奕訢硬着头皮,道出当下唯一的破局之策,也是朝堂仅存的底气。
“太后,眼下局势,轻重缓急分明。”
“琼州孤悬海外、偏居一隅,丢之虽痛,却不伤中原根本。当务之急,仍是仙霞关主战场。”
“只要我楚军突破天险、一战拿下福建,掌控东南半壁咽喉,短毛海外牵制便成无用之功,必然知难而退、主动收势。”

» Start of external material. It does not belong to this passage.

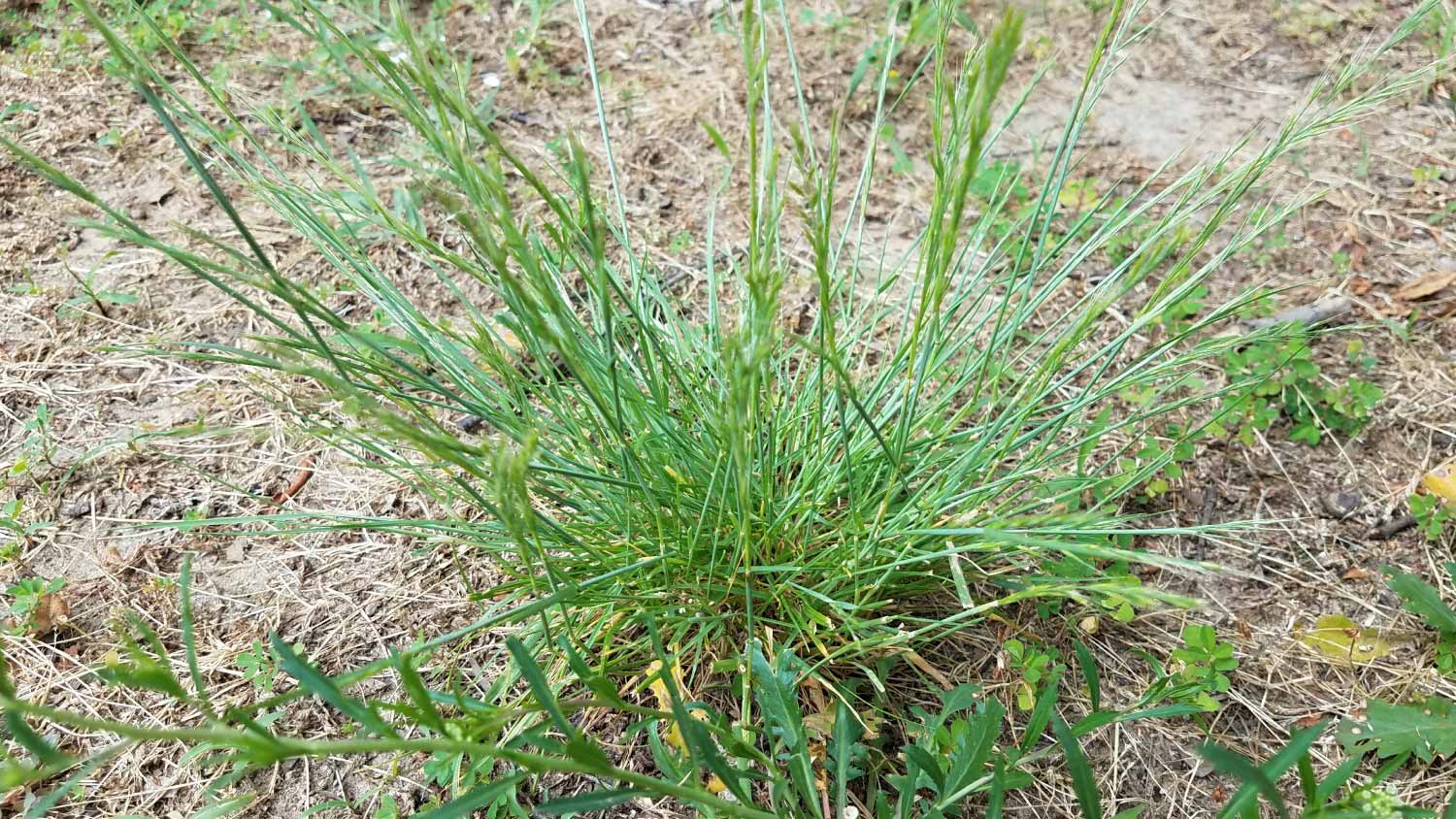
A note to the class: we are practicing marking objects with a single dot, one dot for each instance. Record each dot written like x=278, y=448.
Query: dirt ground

殿内刚起一丝微弱期许,帘内慈禧忽然开口,音色锐利,带着几分不容置疑的强势。
“此前左季高南下,洋人与朝廷有约,愿助我朝制衡短毛。”
“既然英夷愿相助复闽,便令他们出动水师护航、封锁海域。有洋人海上相助,何愁战事不决、琼州不复?”
此言一出,奕訢脸上苦笑更浓,心中只剩无尽悲凉。
他微微躬身,如实回奏,击碎最后一丝幻想。
“回西太后,英夷靠不住。”
“洋人明确回话,只愿居间协助福建战局,琼州之乱,他们一概不管、绝不插手、不愿沾身。”
短短一句,瞬间击穿朝堂所有侥幸。
满殿军机、文武重臣尽数沉默,心底寒凉彻骨。
洋人唯利是图、两面骑墙、首鼠两端,此前百般许诺,不过是坐观龙虎相争、从中渔利。一旦局势恶化、需要他们真正出力,便立刻袖手旁观、划清界限。
这般无耻凉薄,再次狠狠打了大清满朝文武的脸。
人心惶惶、希望尽灭之际,殿外一阵急促脚步声骤然划破宁静。
一名小宦官跌跌撞撞狂奔而入,面色惨白、声音发颤,高举电报纸急报。
“启禀太后、皇上!天津加急电报!”
众人心中猛地一沉,一股不祥预感瞬间笼罩全身。
“大华舰队突临渤海,炮轰大沽口要塞!”
“淮军诸部紧急列阵、严防死守,竭力御敌,已成功将敌舰逼退!”
“短毛陈述,只是火炮失控,并非有意。”
消息一出,满殿哗然。
谁不晓得,所谓“成功击退”,不过是军中粉饰败势、顾及颜面的说辞。
这分明就是人家主动撤退。
可所有人恐惧的重点,从不是胜负。
而是大华战舰兵临渤海、炮击大沽口的事实。
一旦大华认真起来,大沽口炮台肯定守不住。
大沽一破,天津无险可守;天津若失,京城门户大开!
大华锋芒,已然直接抵在大清咽喉之上。
养心殿内,死寂无声。
“恭亲王,李鸿章守得住吗?”慈安声音微微发颤。
恭亲王奕訢无奈:“太后,短毛只是警告威胁,绝不敢动手。”
“英夷,法夷,德夷,俄夷,也绝不会同意的。”
大清的生死,系于洋人之手,何其荒唐,但众人却觉得理所当然。